A primeira recomendação médica, segundo a mãe, foi começar a fisioterapia – sem prazo para terminar. Desde então, a criança é atendida em projetos de extensão de universidades e faculdades do DF.
No entanto, há cerca de seis meses, a menina perdeu a fisioterapia. “Ela estava sendo atendida em uma universidade há um ano e meio. Por conta do tempo, tiraram ela para abrir a vaga para outra criança”, explicou Jane.
“Todo o tratamento que ela fez até hoje foi porque eu corri atrás sozinha. O GDF não me ajudou em nada.”
Fatalidade ou imperícia?
Casos de negligência médica e violência obstétrica não são incomuns no Sistema Único de Saúde (SUS) da capital. A Polícia Civil investiga pelo menos 11 denúncias que teriam ocorrido no Hospital Regional de Samambaia (HRSam).
Segundo as investigações, a conduta inadequada vai desde gazes esquecidas dentro de pacientes até curetagens mal feitas. Em um dos casos, um médico teria quebrado a clavícula de um recém-nascido durante oparto.
Foto do Raio-x do recém-nascido que teve a clavícula quebrada no DF — Foto: Arquivo pessoal
No processo da Isabela, o GDF argumenta que “a técnica utilizada pelos médicos” não foi a causa dos problemas apresentados pela bebê.
O governo também afirma que “inexistem danos estéticos ou morais” e que a conduta dos profissionais não tem relação com o “abalo à imagem, à honra ou a qualquer outro sentimento íntimo” dos pais da criança.
Sobre o parto, o GDF reconhece que foi “difícil”, mas diz que “aconteceu de maneira absolutamente regular” e que foi necessária a “realização de manobra para facilitar a expulsão do bebê”.
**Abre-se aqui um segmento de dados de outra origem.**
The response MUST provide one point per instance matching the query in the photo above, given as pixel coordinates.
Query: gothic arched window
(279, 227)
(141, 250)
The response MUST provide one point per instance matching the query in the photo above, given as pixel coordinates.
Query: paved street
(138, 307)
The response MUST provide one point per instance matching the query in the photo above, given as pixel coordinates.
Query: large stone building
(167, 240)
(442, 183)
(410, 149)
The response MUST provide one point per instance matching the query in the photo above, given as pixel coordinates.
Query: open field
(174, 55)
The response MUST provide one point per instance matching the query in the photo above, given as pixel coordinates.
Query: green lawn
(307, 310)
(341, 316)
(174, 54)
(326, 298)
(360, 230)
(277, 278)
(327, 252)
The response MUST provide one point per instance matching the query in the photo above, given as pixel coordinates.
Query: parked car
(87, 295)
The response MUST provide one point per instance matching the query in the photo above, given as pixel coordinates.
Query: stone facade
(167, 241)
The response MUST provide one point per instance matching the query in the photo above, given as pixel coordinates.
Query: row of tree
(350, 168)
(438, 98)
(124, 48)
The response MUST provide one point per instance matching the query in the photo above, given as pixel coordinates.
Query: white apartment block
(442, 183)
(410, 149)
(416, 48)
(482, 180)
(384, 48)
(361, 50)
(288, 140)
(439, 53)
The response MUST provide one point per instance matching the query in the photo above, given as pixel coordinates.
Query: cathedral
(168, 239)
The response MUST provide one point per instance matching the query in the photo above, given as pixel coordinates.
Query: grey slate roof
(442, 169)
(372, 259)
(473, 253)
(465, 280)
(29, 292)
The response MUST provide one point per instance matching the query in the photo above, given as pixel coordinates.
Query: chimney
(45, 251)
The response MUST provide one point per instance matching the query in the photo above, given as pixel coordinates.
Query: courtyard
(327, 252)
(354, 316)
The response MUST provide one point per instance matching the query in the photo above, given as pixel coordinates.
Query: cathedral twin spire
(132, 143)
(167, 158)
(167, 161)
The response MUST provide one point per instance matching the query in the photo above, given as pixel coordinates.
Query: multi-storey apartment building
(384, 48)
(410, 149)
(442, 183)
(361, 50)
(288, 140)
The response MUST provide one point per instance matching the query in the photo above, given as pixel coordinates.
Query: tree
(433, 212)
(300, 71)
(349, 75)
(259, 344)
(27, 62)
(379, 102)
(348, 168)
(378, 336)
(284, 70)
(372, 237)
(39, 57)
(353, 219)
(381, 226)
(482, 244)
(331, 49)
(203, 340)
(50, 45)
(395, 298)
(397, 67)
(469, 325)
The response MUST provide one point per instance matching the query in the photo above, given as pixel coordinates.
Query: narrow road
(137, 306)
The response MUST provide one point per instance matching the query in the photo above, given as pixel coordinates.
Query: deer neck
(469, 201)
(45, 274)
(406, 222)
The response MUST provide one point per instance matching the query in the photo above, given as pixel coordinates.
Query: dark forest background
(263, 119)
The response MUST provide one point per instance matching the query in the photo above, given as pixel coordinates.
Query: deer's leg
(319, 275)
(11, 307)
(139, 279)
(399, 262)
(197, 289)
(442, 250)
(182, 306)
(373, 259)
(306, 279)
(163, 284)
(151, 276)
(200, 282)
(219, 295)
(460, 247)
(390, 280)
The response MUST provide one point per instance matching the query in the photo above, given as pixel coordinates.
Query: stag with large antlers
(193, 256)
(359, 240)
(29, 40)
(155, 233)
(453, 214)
“A referida conduta observou os protocolos médicos, de sorte que os problemas de saúde apresentados pela criança decorrem de uma fatalidade”, afirma.
No entanto, em depoimento à polícia, a obstetra responsável pelo parto diz que o procedimento era conduzido por uma médica residente e que, “por falta de experiência”, ela não conseguiu auxiliar a expulsão da criança de forma adequada.
“No momento em que o polo cefálico [topo da cabeça] da criança saiu, ocorreu uma dificuldade de desprendimento dos ombros, na qual a Dra. C, por falta de experiência, teve dificuldades para efetuar a manobra de rotação que favorecesse a expulsão da criança”, diz o boletim de ocorrência reproduzido na sentença.
Ao contrário do processo da Isabela, o advogado Leonnardo Morais afirma que, nem sempre, a Justiça reconhece que houve falha médica nos partos pela complexidade das evidências.
“É muito difícil provar a violência obstétrica. Você tem que comprovar que realmente houve uma atuação negligente, imprudente ou imperita da equipe.”